Pay-for-Performance and Accountability

  1. John W. Rowe, MD
  1. From Columbia University, New York, NY 10032.

    IN RESPONSE:

    In my paper, I indicated that the recertification databases developed by certifying boards may be of limited use for pay-for-performance programs “some certification programs measure performance at 10-year intervals.” I appreciate Dr. Cassel's note that the ABIM's MOC program affords physicians the opportunity to assess their clinical performance regularly throughout a 10-year recertification period. If the recent trend for health plans to recognize these assessments in their reward programs spreads more widely and many more physicians participate, my skepticism in this regard may prove unfounded.

    I concur with Dr. Sinsky's view regarding the gulf between promise and practice in health information technology. However, some organizations, such as the Veterans Health Administration and the Montefiore Medical Center, Bronx, New York, have made real progress. Dr. Sinsky questions my focus on individual physicians, because quality is often driven at the systems or organizational level. Because most U.S. physicians practice in solo or very small groups, a primary focus on the clinical performance of individual physicians is warranted.

    Dr. Sinsky disagrees with my view that referring additional patients to specialists, such as orthopedists and cardiac surgeons, will increase physician income disproportionately. Although these patients require as many resources as others, my experience as chief executive officer of a large medical center leads me to conclude that extra “marginal” patients add significant financial value once the fixed costs of operating the practice have been covered.

    I concur with Dr. Krishnamurthy regarding the critical importance of patient factors in the effectiveness of pay-for-performance efforts. Physicians must not be penalized for performance measures that are determined more by characteristics of the patients they choose to serve than by their efforts.

    I agree with Dr. Zwelling on the need for more evidence to support the establishment of standards against which the clinical performance of physicians is measured. A glaring deficiency is the lack of suitable information on the comparative effectiveness of various medications, devices, and procedures. The relevant clinical data base is growing rapidly, and we should use the information currently available rather than waiting for perfection of the evidence.

    I do not agree that the lack of additional money makes pay-for-performance a ruse.
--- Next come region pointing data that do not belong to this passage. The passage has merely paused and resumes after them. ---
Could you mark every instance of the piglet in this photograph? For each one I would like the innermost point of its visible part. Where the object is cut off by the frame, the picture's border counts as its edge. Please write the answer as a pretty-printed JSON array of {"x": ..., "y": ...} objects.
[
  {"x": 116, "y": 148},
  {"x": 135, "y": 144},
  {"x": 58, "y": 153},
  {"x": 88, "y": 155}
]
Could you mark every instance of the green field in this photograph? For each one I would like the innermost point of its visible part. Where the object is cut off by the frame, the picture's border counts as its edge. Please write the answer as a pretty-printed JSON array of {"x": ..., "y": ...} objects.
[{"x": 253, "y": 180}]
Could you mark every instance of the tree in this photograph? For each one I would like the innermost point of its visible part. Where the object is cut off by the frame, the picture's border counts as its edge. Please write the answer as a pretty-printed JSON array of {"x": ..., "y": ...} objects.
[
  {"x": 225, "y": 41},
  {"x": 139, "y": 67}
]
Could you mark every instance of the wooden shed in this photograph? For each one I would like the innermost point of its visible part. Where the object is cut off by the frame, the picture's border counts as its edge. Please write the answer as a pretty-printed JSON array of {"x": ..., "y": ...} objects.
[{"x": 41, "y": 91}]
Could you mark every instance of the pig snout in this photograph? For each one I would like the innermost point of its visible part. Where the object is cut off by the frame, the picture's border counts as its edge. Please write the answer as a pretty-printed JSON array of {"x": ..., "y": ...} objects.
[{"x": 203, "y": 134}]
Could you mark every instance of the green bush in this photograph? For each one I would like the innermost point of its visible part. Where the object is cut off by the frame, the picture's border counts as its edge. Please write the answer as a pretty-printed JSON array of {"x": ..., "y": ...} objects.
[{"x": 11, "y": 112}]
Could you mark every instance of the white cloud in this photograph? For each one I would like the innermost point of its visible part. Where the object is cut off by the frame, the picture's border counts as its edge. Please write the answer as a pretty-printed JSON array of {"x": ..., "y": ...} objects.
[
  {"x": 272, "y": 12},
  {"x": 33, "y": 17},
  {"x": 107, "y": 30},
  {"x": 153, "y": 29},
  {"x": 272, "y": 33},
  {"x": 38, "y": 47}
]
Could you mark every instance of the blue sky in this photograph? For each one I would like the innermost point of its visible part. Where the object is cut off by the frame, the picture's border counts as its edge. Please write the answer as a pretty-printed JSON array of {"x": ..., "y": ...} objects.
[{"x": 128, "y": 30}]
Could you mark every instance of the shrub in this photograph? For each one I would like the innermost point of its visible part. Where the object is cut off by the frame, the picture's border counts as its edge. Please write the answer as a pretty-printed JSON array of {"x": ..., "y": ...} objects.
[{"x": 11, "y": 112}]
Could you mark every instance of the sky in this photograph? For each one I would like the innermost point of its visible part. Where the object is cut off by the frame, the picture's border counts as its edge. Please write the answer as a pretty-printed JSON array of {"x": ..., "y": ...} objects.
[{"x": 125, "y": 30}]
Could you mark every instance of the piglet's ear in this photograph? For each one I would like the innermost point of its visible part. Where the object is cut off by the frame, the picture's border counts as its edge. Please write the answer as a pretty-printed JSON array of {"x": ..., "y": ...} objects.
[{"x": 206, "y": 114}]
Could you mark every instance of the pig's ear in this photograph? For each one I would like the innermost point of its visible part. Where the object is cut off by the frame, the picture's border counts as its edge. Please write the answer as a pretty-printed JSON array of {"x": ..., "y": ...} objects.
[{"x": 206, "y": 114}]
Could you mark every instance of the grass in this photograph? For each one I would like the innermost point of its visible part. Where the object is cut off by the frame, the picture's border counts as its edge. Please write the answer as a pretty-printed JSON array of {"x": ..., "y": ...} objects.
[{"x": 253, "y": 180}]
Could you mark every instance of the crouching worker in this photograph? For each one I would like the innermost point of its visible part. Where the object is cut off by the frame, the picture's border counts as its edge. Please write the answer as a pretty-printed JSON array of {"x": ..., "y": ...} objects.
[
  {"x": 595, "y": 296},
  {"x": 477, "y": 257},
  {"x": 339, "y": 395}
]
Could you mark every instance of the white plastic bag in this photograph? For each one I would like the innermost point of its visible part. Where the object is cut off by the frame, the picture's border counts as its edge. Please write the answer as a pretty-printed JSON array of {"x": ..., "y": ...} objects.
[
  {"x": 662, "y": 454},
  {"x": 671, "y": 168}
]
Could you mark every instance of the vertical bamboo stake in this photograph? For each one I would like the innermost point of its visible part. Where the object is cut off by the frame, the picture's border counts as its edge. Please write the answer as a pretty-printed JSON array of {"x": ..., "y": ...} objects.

Where in the logic for pay-for-performance is the promise of increased overall payments for physicians? As I indicated in my paper, pay-for-performance is ultimately about paying higher-performing physicians more and paying lower-performing physicians less.

    John W. Rowe, MD

    Columbia University

    New York, NY 10032

    Article and Author Information

    • Potential Financial Conflicts of Interest: None disclosed.